Our Inaugural Annual Award goes to Ruth Tringham!

Thanks again to everyone who attended, volunteered, or provided in-kind donations to We Players 2016 Annual Gala, this past Saturday. A highlight of the evening was announcing our Annual Award, honoring a member of the community who has made a remarkable contribution towards We Players’ mission of connecting people with place through site-integrated theatre.

Deep gratitude for our inaugural Annual Award Winner, Ruth Tringham!

From Ruth:

We Players site-integrated theatre means two things to me. Firstly, by profession I am archaeologist whose focus has always been on the life-histories of people, places, and things. This means that the old places that abound in different forms (buildings, trees, lagoons, gun emplacements) in our public spaces in the San Francisco Bay Area (and beyond, of course) go through transformations both physically and in significance. We Players transforms these heritage places forever by their productions, giving them renewed meaning, bringing them back to life for the community. Unlike the preservation of historic places as frozen in time, this is prolongation of their active life, strengthened by the clashes and harmonies between the past and present.

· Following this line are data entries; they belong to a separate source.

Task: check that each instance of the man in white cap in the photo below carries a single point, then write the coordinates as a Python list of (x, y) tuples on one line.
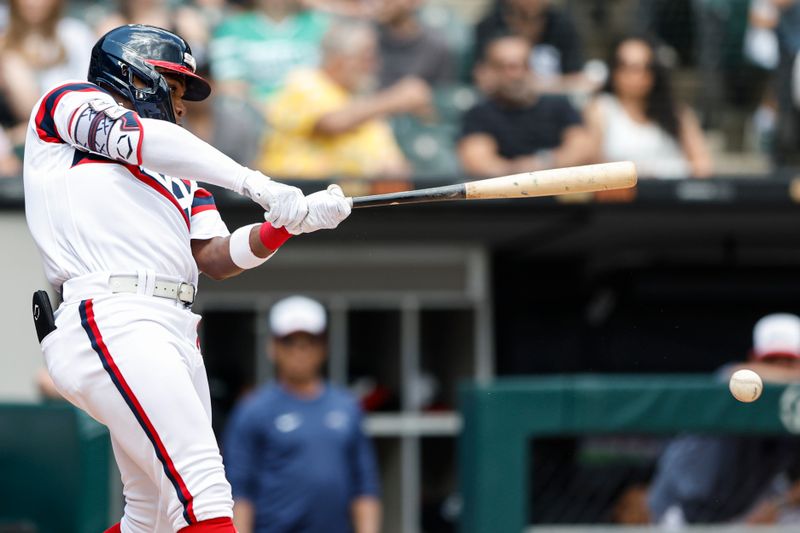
[(294, 450)]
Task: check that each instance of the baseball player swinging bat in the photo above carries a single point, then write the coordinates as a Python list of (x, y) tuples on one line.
[(586, 178)]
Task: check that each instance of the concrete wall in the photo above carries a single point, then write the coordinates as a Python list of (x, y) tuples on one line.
[(20, 274)]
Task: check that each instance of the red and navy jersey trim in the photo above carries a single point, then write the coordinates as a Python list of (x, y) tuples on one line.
[(202, 201), (147, 179), (86, 310), (45, 116)]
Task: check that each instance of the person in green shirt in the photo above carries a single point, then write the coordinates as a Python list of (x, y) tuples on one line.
[(250, 54)]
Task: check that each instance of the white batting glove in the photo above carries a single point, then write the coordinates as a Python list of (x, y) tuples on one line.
[(326, 210), (284, 205)]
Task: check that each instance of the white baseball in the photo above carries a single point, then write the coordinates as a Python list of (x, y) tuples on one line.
[(746, 385)]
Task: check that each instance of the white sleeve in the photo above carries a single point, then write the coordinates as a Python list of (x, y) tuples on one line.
[(169, 149), (89, 119)]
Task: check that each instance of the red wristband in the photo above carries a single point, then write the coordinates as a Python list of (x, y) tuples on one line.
[(273, 238)]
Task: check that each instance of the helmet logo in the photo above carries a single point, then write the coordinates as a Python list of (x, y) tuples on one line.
[(189, 60)]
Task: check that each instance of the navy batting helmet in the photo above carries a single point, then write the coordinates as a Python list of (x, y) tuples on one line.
[(136, 51)]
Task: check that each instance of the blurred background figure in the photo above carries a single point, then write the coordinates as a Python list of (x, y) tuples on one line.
[(556, 54), (39, 48), (408, 48), (516, 129), (702, 479), (252, 51), (295, 452), (327, 122), (636, 118)]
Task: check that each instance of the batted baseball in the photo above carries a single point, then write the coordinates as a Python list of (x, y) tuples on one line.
[(746, 385)]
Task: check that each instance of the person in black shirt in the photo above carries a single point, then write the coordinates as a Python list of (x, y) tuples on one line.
[(515, 129)]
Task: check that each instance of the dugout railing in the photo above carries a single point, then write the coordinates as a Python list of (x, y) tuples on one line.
[(501, 417)]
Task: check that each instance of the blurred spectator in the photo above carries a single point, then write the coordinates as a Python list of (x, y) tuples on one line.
[(295, 453), (555, 53), (516, 129), (184, 19), (10, 165), (787, 133), (326, 123), (635, 117), (39, 48), (251, 52), (408, 48), (703, 479)]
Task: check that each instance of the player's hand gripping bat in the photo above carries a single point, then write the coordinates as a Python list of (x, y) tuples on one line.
[(587, 178)]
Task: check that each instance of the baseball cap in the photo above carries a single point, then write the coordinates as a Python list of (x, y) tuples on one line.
[(777, 335), (297, 314)]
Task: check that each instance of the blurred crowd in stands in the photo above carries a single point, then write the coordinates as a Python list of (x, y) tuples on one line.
[(326, 89)]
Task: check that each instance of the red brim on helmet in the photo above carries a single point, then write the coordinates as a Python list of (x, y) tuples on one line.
[(197, 88)]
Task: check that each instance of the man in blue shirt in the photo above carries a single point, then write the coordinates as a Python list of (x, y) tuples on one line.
[(295, 454)]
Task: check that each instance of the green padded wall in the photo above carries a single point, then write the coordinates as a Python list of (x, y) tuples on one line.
[(502, 416)]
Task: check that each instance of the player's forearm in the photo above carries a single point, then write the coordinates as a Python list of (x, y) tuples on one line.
[(366, 511), (169, 149), (218, 258)]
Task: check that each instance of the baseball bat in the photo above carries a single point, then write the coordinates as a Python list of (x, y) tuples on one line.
[(568, 180)]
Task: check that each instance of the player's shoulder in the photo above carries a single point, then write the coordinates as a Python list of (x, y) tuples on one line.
[(254, 404), (70, 86)]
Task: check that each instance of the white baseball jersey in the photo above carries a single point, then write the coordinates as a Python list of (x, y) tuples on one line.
[(91, 207)]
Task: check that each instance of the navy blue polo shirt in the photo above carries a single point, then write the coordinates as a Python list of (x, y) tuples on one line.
[(300, 461)]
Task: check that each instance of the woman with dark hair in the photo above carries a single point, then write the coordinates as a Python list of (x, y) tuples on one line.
[(635, 117)]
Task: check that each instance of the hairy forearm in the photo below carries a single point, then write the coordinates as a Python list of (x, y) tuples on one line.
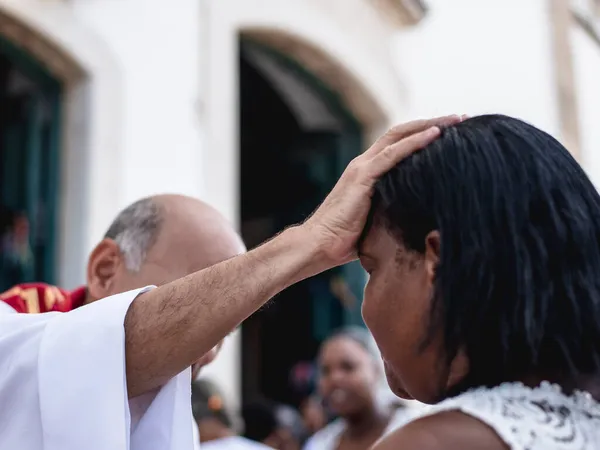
[(169, 328)]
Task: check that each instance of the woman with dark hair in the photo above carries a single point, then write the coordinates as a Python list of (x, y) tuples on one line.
[(352, 386), (484, 292)]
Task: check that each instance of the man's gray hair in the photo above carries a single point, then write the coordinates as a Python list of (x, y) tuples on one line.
[(135, 231)]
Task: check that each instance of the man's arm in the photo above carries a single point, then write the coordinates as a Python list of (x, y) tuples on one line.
[(169, 328)]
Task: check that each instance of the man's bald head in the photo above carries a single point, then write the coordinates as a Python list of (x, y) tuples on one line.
[(157, 240)]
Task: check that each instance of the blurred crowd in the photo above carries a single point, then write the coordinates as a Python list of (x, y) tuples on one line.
[(351, 406)]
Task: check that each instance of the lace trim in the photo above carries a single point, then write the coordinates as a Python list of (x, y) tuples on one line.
[(541, 418)]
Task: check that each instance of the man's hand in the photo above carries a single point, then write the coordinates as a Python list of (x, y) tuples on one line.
[(176, 325), (337, 224)]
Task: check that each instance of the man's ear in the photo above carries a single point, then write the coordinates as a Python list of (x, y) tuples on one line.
[(103, 268), (432, 254)]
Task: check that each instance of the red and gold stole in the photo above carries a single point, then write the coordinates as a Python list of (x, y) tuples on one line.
[(33, 298)]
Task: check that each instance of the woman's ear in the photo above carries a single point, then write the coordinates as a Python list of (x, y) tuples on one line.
[(432, 254)]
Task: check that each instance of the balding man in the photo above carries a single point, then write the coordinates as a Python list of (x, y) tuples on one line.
[(150, 243), (142, 342)]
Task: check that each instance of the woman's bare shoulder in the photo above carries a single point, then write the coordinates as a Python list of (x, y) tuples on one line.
[(449, 430)]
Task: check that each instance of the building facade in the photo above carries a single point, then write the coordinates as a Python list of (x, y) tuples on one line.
[(246, 103)]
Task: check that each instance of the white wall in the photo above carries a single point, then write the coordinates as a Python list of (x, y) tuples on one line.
[(586, 61), (481, 56), (157, 45)]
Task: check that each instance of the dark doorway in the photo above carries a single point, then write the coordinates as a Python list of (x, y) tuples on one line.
[(29, 164), (296, 139)]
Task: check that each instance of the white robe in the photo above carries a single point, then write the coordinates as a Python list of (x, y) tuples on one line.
[(63, 385)]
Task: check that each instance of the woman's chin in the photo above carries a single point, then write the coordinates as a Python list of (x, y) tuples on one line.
[(401, 393)]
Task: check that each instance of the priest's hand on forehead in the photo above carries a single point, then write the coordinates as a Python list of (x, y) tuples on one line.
[(338, 223)]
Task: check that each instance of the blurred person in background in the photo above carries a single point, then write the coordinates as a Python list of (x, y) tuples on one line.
[(16, 256), (277, 426), (313, 414), (352, 385), (215, 421)]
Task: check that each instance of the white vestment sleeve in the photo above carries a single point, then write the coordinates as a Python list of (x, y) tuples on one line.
[(63, 385)]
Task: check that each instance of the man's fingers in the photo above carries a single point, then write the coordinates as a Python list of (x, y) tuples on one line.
[(393, 154), (399, 132)]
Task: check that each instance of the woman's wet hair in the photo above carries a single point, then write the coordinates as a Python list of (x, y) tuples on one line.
[(518, 283)]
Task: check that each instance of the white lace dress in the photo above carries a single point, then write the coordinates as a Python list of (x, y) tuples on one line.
[(541, 418)]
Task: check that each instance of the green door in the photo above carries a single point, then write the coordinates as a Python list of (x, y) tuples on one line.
[(29, 161)]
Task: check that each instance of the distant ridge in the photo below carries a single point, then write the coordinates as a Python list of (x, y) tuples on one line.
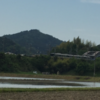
[(7, 45), (34, 41)]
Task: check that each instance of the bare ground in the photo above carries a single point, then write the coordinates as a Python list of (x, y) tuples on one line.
[(62, 95)]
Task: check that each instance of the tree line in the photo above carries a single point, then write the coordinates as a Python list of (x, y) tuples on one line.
[(45, 63)]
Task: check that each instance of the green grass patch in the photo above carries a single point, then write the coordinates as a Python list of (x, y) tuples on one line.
[(3, 90)]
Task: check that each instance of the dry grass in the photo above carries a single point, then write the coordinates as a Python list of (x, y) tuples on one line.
[(66, 95)]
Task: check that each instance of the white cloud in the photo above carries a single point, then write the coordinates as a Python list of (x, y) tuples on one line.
[(91, 1)]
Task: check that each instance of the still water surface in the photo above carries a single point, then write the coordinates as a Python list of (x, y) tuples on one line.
[(11, 85)]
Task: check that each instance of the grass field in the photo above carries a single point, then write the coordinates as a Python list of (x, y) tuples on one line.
[(51, 93), (55, 95), (66, 77)]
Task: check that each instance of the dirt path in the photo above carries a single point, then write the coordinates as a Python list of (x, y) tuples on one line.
[(65, 95)]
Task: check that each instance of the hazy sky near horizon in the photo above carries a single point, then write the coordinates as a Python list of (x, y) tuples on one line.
[(63, 19)]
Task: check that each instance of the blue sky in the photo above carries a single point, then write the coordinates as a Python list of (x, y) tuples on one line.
[(63, 19)]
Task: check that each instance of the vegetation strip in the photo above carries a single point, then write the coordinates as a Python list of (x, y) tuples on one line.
[(46, 89)]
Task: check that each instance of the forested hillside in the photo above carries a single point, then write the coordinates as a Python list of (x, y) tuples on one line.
[(35, 41), (77, 46), (7, 45)]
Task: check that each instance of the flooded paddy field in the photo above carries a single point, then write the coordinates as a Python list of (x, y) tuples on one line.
[(62, 95)]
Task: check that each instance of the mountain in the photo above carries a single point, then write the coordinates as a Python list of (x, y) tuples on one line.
[(34, 41), (7, 45)]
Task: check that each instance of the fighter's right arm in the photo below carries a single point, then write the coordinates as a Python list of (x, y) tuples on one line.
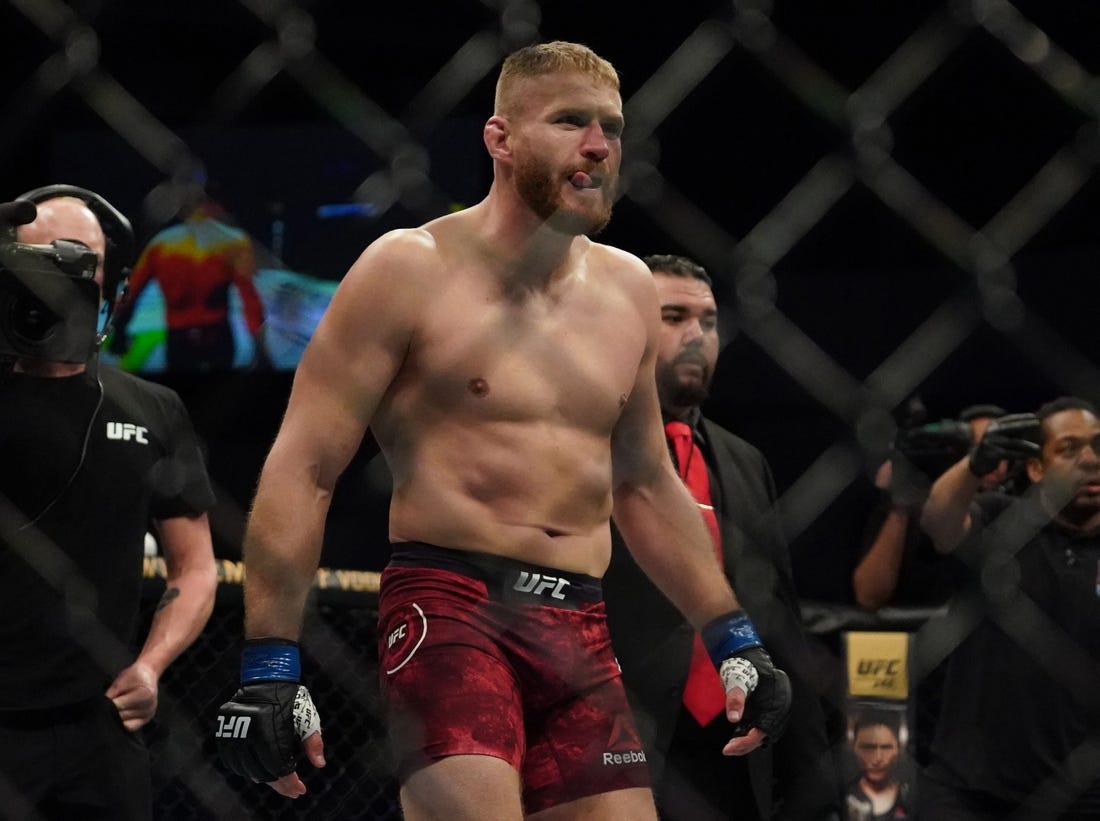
[(347, 368)]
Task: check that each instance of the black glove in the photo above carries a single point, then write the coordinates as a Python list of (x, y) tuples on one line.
[(261, 730), (1013, 438), (768, 705), (909, 485), (743, 661)]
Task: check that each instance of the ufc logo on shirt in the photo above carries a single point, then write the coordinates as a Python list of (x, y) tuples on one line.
[(125, 431)]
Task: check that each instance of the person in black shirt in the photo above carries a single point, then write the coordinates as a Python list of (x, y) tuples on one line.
[(1020, 723), (92, 458), (795, 776)]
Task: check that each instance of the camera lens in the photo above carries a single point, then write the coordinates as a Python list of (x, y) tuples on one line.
[(29, 320)]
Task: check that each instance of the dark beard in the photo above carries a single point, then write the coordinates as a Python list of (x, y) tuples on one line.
[(538, 188), (686, 395)]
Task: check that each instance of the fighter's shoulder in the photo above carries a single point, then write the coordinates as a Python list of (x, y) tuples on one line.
[(624, 269), (619, 261), (403, 259)]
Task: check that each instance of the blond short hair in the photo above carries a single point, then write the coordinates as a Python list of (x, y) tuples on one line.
[(554, 57)]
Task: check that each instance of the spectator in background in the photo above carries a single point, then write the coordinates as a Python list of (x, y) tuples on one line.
[(1021, 703), (90, 458), (793, 778), (195, 263), (899, 565), (883, 789)]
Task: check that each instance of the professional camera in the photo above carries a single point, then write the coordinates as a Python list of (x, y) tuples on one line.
[(48, 300), (935, 446)]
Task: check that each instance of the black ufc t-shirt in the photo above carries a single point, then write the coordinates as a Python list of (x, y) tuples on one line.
[(84, 469)]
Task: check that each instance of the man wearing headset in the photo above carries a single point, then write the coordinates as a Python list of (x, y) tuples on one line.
[(90, 459)]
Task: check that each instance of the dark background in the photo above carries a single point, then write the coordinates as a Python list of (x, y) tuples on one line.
[(970, 187)]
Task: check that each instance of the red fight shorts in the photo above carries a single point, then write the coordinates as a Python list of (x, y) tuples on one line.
[(482, 655)]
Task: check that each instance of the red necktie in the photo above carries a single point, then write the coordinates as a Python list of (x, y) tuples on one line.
[(704, 696)]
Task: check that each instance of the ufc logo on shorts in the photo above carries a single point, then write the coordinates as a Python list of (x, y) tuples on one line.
[(537, 583), (397, 634), (233, 726), (125, 431)]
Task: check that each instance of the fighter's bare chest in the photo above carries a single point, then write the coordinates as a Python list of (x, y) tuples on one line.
[(572, 358)]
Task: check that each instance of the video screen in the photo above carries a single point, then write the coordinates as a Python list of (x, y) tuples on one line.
[(237, 275)]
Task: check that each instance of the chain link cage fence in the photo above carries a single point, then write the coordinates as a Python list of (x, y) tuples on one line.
[(894, 201)]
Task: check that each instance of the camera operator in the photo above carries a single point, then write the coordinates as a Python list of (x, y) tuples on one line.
[(1021, 698), (91, 459), (899, 565)]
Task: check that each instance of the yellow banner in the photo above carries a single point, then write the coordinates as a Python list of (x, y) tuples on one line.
[(232, 572), (878, 665)]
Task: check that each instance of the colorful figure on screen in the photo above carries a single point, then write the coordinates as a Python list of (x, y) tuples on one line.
[(195, 263)]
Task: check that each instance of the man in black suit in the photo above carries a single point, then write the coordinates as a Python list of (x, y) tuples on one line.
[(794, 777)]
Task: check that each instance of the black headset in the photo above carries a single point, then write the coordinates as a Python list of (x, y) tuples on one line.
[(120, 240)]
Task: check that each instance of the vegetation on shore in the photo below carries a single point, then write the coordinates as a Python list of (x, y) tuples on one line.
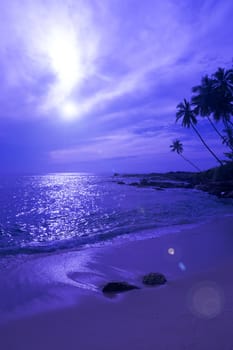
[(213, 100)]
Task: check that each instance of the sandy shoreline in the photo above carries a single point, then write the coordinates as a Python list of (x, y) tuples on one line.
[(193, 311)]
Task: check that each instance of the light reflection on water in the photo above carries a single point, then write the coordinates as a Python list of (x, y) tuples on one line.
[(64, 210)]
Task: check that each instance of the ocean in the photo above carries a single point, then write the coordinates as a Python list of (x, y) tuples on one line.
[(46, 213), (54, 229)]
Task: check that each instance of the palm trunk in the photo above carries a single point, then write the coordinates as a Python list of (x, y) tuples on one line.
[(214, 127), (217, 131), (189, 161), (205, 144)]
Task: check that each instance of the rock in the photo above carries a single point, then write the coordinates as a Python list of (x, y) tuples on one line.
[(118, 287), (154, 278)]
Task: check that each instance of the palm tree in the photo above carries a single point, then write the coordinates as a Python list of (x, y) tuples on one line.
[(177, 147), (188, 115), (222, 107), (203, 101)]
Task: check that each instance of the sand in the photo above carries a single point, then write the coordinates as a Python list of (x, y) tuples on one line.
[(194, 310)]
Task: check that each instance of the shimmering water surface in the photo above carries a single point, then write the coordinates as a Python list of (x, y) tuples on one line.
[(44, 213)]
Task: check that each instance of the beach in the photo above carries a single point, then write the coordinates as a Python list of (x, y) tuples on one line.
[(193, 310)]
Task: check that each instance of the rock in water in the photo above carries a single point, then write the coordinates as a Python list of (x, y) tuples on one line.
[(154, 278), (118, 287)]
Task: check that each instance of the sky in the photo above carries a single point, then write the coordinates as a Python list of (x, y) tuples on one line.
[(93, 85)]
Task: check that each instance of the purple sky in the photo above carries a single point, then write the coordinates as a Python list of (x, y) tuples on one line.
[(89, 85)]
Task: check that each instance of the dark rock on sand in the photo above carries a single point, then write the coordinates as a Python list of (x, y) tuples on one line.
[(118, 287), (154, 278)]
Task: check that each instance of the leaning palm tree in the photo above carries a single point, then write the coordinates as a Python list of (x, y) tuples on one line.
[(188, 116), (222, 108), (203, 101), (177, 147)]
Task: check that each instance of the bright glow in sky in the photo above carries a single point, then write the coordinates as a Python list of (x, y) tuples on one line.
[(112, 68)]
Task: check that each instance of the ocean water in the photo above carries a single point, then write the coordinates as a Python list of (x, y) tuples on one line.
[(62, 211)]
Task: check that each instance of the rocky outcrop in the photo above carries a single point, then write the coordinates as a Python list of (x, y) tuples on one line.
[(118, 287), (219, 188), (154, 278)]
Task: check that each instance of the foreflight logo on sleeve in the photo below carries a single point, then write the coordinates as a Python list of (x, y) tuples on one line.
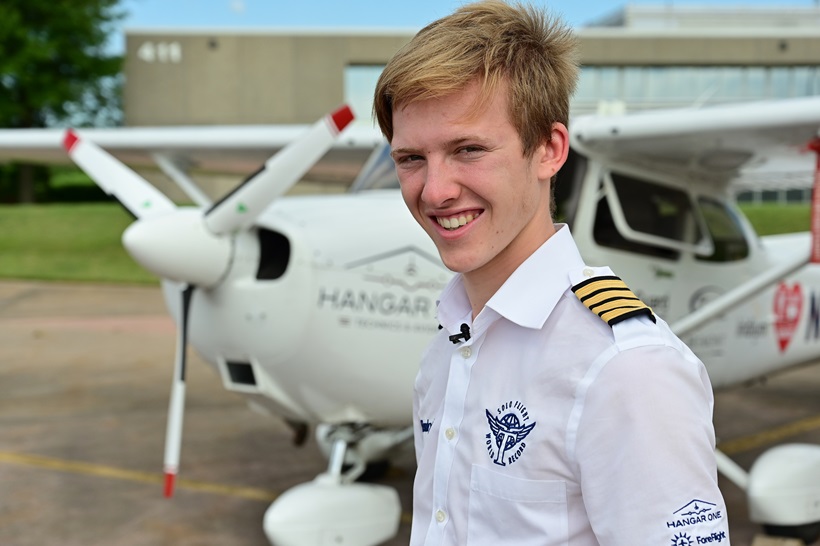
[(681, 540), (694, 512), (505, 441)]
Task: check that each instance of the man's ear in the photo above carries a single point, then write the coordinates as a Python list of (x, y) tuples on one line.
[(552, 154)]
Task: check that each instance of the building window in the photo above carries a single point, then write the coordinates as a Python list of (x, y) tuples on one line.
[(360, 83)]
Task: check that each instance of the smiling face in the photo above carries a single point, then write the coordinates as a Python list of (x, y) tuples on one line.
[(466, 180)]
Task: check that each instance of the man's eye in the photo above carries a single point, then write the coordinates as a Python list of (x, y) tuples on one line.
[(406, 159)]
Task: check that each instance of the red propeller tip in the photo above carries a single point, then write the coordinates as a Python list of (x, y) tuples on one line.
[(342, 117), (70, 140), (169, 485)]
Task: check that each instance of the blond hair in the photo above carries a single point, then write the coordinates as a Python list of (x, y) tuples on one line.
[(494, 42)]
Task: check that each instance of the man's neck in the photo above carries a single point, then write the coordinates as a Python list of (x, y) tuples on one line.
[(482, 284)]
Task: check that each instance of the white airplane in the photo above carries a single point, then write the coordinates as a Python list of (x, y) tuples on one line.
[(317, 308)]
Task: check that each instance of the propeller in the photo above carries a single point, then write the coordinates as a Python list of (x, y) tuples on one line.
[(193, 247), (814, 146)]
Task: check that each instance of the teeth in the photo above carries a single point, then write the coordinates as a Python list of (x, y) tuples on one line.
[(455, 221)]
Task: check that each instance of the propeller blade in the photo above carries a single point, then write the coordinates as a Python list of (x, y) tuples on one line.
[(139, 197), (814, 146), (240, 208), (176, 407)]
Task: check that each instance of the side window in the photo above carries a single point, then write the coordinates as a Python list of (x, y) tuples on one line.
[(661, 219), (724, 227), (566, 187)]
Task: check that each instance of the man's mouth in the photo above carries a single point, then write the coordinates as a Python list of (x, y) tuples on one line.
[(454, 222)]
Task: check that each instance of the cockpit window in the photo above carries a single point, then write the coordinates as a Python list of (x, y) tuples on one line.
[(724, 227), (660, 218)]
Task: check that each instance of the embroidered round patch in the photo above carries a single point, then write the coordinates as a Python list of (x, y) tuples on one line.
[(508, 428)]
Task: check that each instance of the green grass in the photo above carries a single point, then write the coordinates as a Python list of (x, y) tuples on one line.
[(771, 219), (81, 242), (67, 242)]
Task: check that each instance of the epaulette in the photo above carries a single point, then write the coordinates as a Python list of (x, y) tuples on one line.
[(610, 298)]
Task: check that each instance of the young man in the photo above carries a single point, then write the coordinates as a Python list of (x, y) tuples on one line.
[(538, 422)]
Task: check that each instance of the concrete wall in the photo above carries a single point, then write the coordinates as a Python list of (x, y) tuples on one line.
[(200, 78)]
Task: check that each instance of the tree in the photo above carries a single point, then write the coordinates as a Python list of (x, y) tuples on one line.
[(55, 67)]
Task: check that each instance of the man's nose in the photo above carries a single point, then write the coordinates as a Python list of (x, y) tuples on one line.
[(440, 184)]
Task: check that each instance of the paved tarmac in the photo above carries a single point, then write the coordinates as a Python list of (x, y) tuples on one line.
[(85, 374)]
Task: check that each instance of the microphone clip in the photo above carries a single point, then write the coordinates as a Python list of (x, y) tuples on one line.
[(465, 334)]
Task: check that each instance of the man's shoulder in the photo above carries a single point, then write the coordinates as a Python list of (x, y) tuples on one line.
[(607, 295)]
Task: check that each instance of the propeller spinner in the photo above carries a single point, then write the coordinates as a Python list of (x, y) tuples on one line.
[(193, 247)]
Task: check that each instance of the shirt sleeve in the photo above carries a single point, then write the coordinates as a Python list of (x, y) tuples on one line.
[(645, 451)]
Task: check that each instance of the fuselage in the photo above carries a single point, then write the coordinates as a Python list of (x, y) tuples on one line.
[(330, 301)]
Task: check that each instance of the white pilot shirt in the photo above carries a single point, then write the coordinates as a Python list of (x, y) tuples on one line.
[(550, 427)]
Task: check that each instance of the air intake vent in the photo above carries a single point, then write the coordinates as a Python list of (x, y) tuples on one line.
[(241, 373), (274, 254)]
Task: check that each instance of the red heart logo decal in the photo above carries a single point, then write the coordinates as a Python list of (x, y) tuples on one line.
[(788, 303)]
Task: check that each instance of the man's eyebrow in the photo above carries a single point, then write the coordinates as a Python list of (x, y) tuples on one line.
[(401, 151), (458, 141)]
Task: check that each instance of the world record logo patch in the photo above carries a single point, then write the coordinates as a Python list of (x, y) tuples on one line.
[(505, 441)]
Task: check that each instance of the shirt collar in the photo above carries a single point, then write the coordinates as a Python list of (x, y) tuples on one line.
[(529, 295)]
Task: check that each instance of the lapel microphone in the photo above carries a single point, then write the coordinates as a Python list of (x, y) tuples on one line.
[(465, 334)]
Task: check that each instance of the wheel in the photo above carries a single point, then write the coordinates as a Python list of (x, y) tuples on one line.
[(808, 532)]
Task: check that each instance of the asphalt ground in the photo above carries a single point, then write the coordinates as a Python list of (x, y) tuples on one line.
[(85, 375)]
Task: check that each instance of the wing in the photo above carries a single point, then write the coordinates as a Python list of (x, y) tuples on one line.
[(729, 143), (211, 149)]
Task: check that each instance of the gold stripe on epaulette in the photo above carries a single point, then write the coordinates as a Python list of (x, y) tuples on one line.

I love being part of We Players’ process, watching a place transform from the first planning and early rehearsals of the production to the final performances. To participate in the production and transformative process gives me the ultimate creative high – whatever my role (production assistant, crowd control, and even as actor – though that was a bit scary), and I have done something in almost every production since The Odyssey on Angel Island in 2012. I am so appreciative of We Players practice of accepting dedicated volunteers as full members of cast and crew.

 

I realized the second significance of We Players site-integrated theatre in 2010 when I twice travelled on the ferry to Alcatraz to become totally absorbed in the performance of Hamlet. I experienced that play and all subsequent We Players productions quite differently from an interior-staged play. There is something about the multisensoriality of these performances, created by my moving with the action, the rhythms and cadences of the voices, instruments and dancers, the weather, and the light and shadows of the landscape and buildings themselves, that focus my attention and gives new meaning to the famous words. Above all, the proximity to the drama immerses you in the action and words in a way that cannot be replicated in the traditional context of theatre productions. A sideline here. I watched 50 or more We Players performances of Macbeth at Fort Point as a “guide” in 2013-2014, and I never wished I was somewhere else. The same cannot be said for some other Macbeths I have seen……..

I am interested in these qualities of participation, multisensoriality, and close proximity that I see are important contributors to the success of We Players’ site-integrated theatre. I think there may be a lesson there for me to echo in my CoDA life, in drawing visitors into experiencing digital heritage places.